Playlists made the most sense as a delivery method, but also as a way to pick tracks that would align with users’ individual tastes. All the songs that appear on a Discover Weekly playlist are tracks that have appeared on some of the 2 billion other playlists available on Spotify. The idea, then, is to show you tracks that other people with similar musical taste are queueing up in their own playlists.
In this way, Discover Weekly is often able to surface songs you’ve never heard but are primed to take an instant liking to. In a given week, about half of Discover Weekly listeners save at least one of their playlist’s songs for further listening, Ogle says.
It took Spotify a while to find the sweet spot in terms of playlist length and variety.

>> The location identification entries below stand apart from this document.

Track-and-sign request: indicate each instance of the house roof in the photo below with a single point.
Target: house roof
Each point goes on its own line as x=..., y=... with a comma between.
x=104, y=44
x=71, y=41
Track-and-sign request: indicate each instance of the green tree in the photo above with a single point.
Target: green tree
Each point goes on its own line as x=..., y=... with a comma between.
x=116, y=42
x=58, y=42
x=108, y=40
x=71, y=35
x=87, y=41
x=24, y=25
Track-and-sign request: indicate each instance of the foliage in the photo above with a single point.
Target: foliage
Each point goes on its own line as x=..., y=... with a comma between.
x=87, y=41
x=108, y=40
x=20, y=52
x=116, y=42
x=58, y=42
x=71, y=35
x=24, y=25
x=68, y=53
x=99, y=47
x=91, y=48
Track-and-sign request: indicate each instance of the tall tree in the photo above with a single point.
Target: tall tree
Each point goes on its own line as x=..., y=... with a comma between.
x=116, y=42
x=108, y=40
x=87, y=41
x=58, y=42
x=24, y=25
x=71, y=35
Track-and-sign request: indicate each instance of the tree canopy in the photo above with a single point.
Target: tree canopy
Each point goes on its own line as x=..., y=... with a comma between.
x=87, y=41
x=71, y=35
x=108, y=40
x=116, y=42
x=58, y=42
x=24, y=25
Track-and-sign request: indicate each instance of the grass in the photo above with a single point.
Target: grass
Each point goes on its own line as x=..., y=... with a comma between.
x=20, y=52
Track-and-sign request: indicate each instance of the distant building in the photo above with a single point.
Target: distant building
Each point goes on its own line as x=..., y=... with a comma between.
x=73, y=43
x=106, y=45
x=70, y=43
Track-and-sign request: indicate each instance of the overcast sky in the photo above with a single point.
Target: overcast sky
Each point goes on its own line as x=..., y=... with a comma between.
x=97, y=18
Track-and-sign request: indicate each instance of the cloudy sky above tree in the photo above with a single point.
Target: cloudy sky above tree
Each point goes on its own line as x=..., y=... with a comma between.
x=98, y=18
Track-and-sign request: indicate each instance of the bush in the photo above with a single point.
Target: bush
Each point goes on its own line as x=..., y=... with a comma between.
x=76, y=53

Early test versions of the Discover Weekly playlist were 100 tracks long, but listening to all those songs could feel like a chore. Another concept included only artists that a user had never streamed at all, but that made the playlists seem intimidating.
The company is still exploring new ways to improve Discover playlists. Currently, users’ recently played tracks matter less than their overall listening history for developing the playlists. But in the future, recent listens may play a bigger role for heavy users who are constantly trying new tracks and swapping between genres. The team also wants to give more weight to the way users actually interact with the playlists, so saving a song could give you more of that type of music, while skipping songs would eliminate similar tunes.
Discover Weekly’s success illustrates the next frontier for the big streaming services: providing entertaining, well-curated experiences, like a personal DJ. With massive song catalogues now standard across the industry, users are increasingly interested in tools that can help them surface songs they will actually enjoy, instead of being forced to wade through lots of noise. Through Discover Weekly, Spotify keeps customers tied to its platform rather than venturing over to explore rival services. “Our goal is to really make it feel like a kind of mixtape a friend might make for you,” Ogle says.